March 1, 2002 | Page 1

WHEN MAYSOUN Hayek went into labor at 1:30 a.m., her husband and father-in-law decided to rush her to the hospital.

But Maysoun and her family are Palestinians living in the West Bank. So racing to a nearby hospital meant crossing Israeli checkpoints--a dangerous and potentially deadly challenge for Palestinians at any time, but especially at night.

The three made it through the first checkpoint without incident. Then, suddenly, their car was caught in a hail of gunfire. Maysoun was hit in the shoulder, her father-in-law critically wounded.

And Maysoun's husband Mohammed was dead--his body riddled with 25 bullets, according to X-rays.

Mohammed was a casualty of the Israeli government's war on Palestinians--carried out with the full backing of the U.S. government. But not the only one that week--and not even the only one at that checkpoint. Israeli soldiers shot and injured another Palestinian woman in labor one day earlier at the same checkpoint.

These shootings capped the most violent week since the new Palestinian Intifada began 17 months ago--with more than 50 people dead, most of them Palestinian. Yet though the scale of the bloodshed was high, the savagery is routine.

"Yesterday at this spot, the Israelis shot eight young men, six of whom were under the age of 18. One was 12," New York Times reporter Chris Hedges wrote in the June 17, 2001, entry in his diary of a trip to Gaza, published in Harper's magazine last month. "This afternoon, they kill an 11-year-old boy, Ali Murad, and seriously wound four more, three of whom are under 18. Children have been shot in other conflicts I have covered…but I have never before watched soldiers entice children like mice into a trap and murder them for sport."

A story in Israel's Ha'aretz newspaper underlined the cold-blooded horror of the repression. The article described an Israeli officer telling peers to "study how the German army operated in the Warsaw Ghetto"--a reference to the Nazi's repression of Polish Jews before they were shipped off to the death camps during the Second World War.

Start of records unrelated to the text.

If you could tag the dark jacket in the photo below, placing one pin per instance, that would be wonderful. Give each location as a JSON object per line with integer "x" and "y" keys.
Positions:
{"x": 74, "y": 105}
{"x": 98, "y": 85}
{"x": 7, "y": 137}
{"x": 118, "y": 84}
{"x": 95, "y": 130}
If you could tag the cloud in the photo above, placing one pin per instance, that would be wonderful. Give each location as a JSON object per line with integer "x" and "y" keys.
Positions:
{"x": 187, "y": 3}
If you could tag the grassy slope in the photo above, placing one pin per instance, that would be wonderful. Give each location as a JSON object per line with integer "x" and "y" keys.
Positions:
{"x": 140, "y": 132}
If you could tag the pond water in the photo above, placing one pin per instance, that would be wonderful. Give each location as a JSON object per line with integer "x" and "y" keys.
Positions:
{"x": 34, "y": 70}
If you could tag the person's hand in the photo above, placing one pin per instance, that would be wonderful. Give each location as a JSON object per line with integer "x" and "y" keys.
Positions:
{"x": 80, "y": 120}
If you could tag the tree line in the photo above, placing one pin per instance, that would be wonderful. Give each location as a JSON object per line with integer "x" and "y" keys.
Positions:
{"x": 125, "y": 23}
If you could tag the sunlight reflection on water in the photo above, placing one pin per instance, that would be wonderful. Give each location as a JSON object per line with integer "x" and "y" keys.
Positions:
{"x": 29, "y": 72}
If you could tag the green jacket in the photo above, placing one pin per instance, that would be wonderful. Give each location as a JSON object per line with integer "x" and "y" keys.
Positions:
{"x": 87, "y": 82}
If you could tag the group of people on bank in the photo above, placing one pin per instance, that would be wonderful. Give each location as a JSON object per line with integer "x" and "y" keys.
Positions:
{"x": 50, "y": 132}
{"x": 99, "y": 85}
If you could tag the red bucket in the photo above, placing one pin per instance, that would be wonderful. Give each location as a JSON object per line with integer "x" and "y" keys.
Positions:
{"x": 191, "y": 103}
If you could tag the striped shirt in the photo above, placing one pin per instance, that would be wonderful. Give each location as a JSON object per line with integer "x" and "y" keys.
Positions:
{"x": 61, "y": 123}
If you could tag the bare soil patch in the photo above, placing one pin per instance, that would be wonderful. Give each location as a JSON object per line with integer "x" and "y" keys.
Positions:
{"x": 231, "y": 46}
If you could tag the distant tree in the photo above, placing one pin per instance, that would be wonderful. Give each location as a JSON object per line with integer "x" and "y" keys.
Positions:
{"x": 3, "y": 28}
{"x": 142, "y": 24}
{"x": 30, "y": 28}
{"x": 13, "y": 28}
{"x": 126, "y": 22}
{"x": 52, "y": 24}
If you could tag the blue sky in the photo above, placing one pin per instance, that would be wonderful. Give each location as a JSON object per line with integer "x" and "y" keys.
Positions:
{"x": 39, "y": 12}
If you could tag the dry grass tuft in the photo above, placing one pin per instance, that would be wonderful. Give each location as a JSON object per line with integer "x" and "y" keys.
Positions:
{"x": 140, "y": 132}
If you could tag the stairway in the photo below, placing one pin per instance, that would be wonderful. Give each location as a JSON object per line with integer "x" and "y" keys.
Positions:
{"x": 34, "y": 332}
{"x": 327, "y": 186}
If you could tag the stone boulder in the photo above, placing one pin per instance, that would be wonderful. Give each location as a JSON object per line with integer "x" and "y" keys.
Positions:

And through it all, what has the U.S. government done? Pointed the finger at Yasser Arafat. Echoing the Bush administration during a trip to Israel last week, Sen. Hillary Rodham Clinton (D-N.Y.) declared that the Palestinian Authority chief had "failed as a leader."

That same week, Israeli Prime Minister Ariel Sharon announced his "new outline on the war on terror." The plan? More counterterrorism methods--"a euphemism to describe the work of its death squads, which have assassinated more than 70 Palestinian suspects during the conflict despite widespread criticism," wrote Phil Reeves in Britain's Independent newspaper.

Of course, neither Clinton nor any other U.S. official had any complaints about Sharon. With full U.S. backing, Israeli politicians claim again and again that they want peace--and that the Palestinians are the "terrorists."

But the 270 Israeli reservists who have refused to serve in the Occupied Territories have dealt a blow to this fairy tale. Their stories of atrocities regularly committed by Israeli soldiers show just who the real terrorists are.

"You get used to it in a hurry, and many even learn to like it," wrote reservist Asaf Oron, describing the daily routine that eventually sickened him and drove him to sign onto a petition with other so-called "refuseniks." "Where else can you go out on patrol--that is, walk the streets like a king, harass and humiliate to your heart's content…and at the same time feel like a big hero defending your country?"

The U.S. government makes this brutality possible--with both diplomatic support and more than $3 billion in aid given to Israel annually, most of it military. We have to demand that the U.S. end its support for Israel's terror.